Maria Avelina Fuhro Gastal
No início era apenas um retângulo que tinha como maior área a Rua da Praia e suas laterais, em um extremo a Rua Vasco Alves, no outro, a Praça da Alfândega. Meu mundo ainda não tinha nome, somente lar, segurança, tios, primos, balanços e escorregador.
A idade escolar empurrou um dos extremos além da Borges de Medeiros. Mais do que incorporar a rua Jerônimo Coelho e o Grupo Escolar Princesa Isabel ao mundo por mim conhecido, passei a entender que ele tinha um nome, Porto Alegre.
Porto Alegre era o meu lugar. Limites eram expandidos em passeios longínquos que nos levavam a Ipanema.
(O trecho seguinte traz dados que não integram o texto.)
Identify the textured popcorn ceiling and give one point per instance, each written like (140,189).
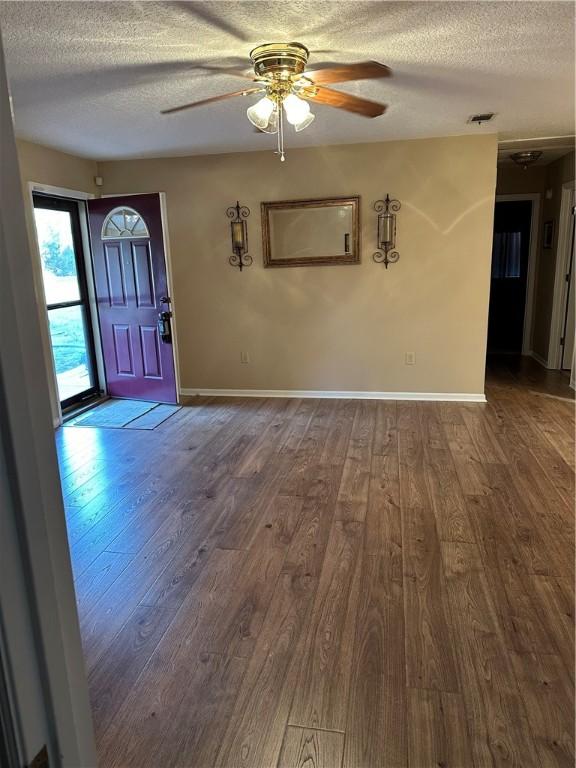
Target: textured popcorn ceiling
(91,77)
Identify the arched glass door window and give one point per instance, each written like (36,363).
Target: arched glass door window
(124,222)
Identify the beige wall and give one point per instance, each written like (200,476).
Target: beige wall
(546,180)
(513,180)
(47,166)
(332,328)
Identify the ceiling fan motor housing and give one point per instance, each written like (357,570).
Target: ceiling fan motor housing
(279,60)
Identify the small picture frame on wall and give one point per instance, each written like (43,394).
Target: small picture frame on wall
(548,234)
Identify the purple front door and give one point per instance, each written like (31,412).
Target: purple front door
(132,291)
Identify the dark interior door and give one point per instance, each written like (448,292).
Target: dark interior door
(510,252)
(132,292)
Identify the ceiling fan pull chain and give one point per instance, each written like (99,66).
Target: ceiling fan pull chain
(281,133)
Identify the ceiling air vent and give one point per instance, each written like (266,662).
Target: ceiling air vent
(484,117)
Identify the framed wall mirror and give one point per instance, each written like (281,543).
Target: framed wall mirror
(299,233)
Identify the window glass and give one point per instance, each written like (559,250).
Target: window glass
(57,255)
(124,222)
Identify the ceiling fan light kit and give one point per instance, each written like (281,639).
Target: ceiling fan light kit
(280,72)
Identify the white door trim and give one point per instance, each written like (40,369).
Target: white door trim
(535,199)
(562,257)
(35,506)
(71,194)
(169,277)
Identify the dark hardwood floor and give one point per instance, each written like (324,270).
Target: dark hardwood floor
(330,583)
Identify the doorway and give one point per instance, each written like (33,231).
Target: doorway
(63,264)
(133,295)
(509,276)
(568,329)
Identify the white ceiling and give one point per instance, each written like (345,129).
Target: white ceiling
(91,77)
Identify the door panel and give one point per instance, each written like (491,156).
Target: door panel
(143,274)
(131,280)
(115,280)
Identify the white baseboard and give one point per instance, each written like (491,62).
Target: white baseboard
(459,397)
(538,358)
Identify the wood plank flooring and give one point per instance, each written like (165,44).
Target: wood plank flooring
(331,584)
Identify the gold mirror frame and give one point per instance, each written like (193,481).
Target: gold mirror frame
(352,258)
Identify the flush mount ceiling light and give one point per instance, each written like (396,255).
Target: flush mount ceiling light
(280,74)
(529,157)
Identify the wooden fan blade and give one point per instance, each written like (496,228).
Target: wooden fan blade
(346,101)
(341,73)
(211,100)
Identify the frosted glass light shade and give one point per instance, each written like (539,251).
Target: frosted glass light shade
(259,113)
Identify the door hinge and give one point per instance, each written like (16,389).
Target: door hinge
(41,759)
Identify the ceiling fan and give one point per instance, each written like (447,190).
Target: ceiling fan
(280,73)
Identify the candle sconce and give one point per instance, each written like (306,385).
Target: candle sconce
(239,232)
(386,210)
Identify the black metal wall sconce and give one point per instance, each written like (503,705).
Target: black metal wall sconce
(386,210)
(239,232)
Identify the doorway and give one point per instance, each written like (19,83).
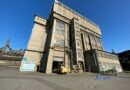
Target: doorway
(56,65)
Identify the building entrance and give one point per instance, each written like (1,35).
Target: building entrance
(56,66)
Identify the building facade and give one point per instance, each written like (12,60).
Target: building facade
(64,39)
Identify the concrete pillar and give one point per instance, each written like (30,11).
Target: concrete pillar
(50,55)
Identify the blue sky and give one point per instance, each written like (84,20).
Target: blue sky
(113,17)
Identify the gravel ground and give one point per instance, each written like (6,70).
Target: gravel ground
(12,79)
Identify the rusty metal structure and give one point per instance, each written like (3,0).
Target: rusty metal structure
(7,53)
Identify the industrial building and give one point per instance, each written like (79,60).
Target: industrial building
(67,38)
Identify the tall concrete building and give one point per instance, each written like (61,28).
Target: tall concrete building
(70,39)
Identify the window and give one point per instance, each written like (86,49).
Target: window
(60,27)
(78,34)
(59,42)
(76,25)
(78,43)
(79,55)
(60,32)
(58,59)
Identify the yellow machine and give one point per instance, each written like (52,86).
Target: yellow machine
(63,70)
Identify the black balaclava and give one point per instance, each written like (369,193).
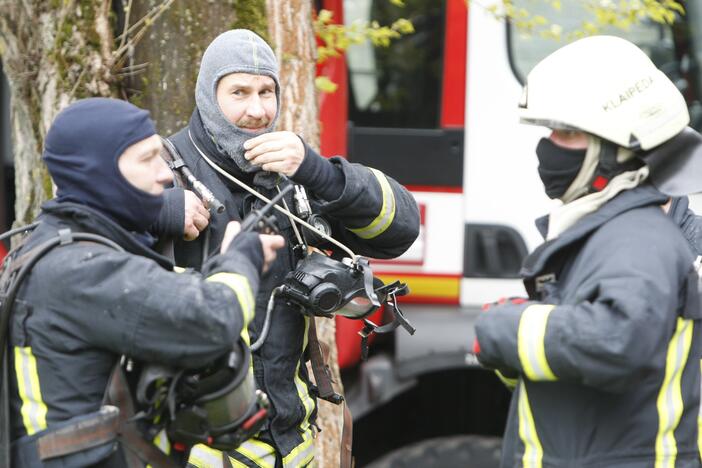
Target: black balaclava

Molhávamos os pés naquele que pensávamos ser rio, rolávamos na areia, retornávamos para o nosso retângulo expandido. Éramos felizes.
Um dia, para mim, do nada, me vi em outro lugar, que também era Porto Alegre. Por alguns anos aprendi que Petrópolis, Floresta e Higienópolis, mesmo distantes do que até então entendia como a cidade em que morava, ainda eram a mesma cidade, com outras cores, outras histórias, outros caminhos.
Por sorte, mesmo que por consequência de uma má administração e consequente falência, dei adeus à uma enorme casa nos altos da Cristóvão Colombo, para voltar a viver naquele retângulo que ainda habitava em minhas memórias. Vivi ali minha adolescência.
Foi nessa época que me entendi como porto-alegrense, mesmo não sendo, e percebi o quanto amava a cidade. Já a via além do meu mundo, conhecia muitos de seus caminhos, reconhecia muito de suas características, já me imaginava em seus muitos recantos vivendo a vida que estava porvir. Era, para mim, um Porto, alegre.
Deixei aquele espaço como lugar onde morava, mas nunca como lembrança e referência de dias inesquecíveis, por aumento da insegurança. O abandono do então Hotel Majestic, fazia da região palco de assaltos. Meus pais buscaram um lugar mais seguro. À Porto Alegre, juntava-se o sentimento de temor, até então desconhecido.
Na mesma época, ingressei na faculdade. O curso me levou para lugares que eram chamados de vilas, sem saneamento básico, sem iluminação pública, sem pavimentação, sem postos de saúde, sem condições dignas de vida. O Alegre, perdeu sua força. Enxerguei o descaso, a injustiça, a indiferença da cidade, a sua fúria desmedida em manter à parte e isolado aquilo que ela mesma criava, uma enorme população que não tinha o direito de viver os parques, as praças, as ruas da cidade.
Desde então, vivo com a cidade uma gangorra de sentimentos. Ao mesmo tempo em que o pôr-do-sol me encanta, a violência me assusta; em que os ipês floridos me conquistam, o preconceito me causa repulsa; em que os parques me enchem de energia, as podas desenfreadas me horrorizam; em que o Centro Histórico me tem, a especulação imobiliária me expulsa.
O Alegre de meu porto foi enfraquecendo, mas manteve a esperança. Até essa semana. Ao desencanto, medo, repulsa e horror somou-se a vergonha.
Como manter Alegre no nome de uma cidade que traz para o seu calendário um dia de comemoração à destruição, à tentativa de golpe, ao desrespeito à Constituição?
Não são os vereadores os maiores responsáveis por esse absurdo, nem o silêncio conivente do prefeito. A responsabilidade é nossa, do nosso voto, da cara que mostramos ao escolher nossos representantes.
Mesmo não sendo, ainda sou porto-alegrense. Carregarei a vergonha na minha história. O orgulho de escolher ser foi roubado de mim. Temo que daqui a pouco nada mais me reste daquilo que me fez escolher ser daqui.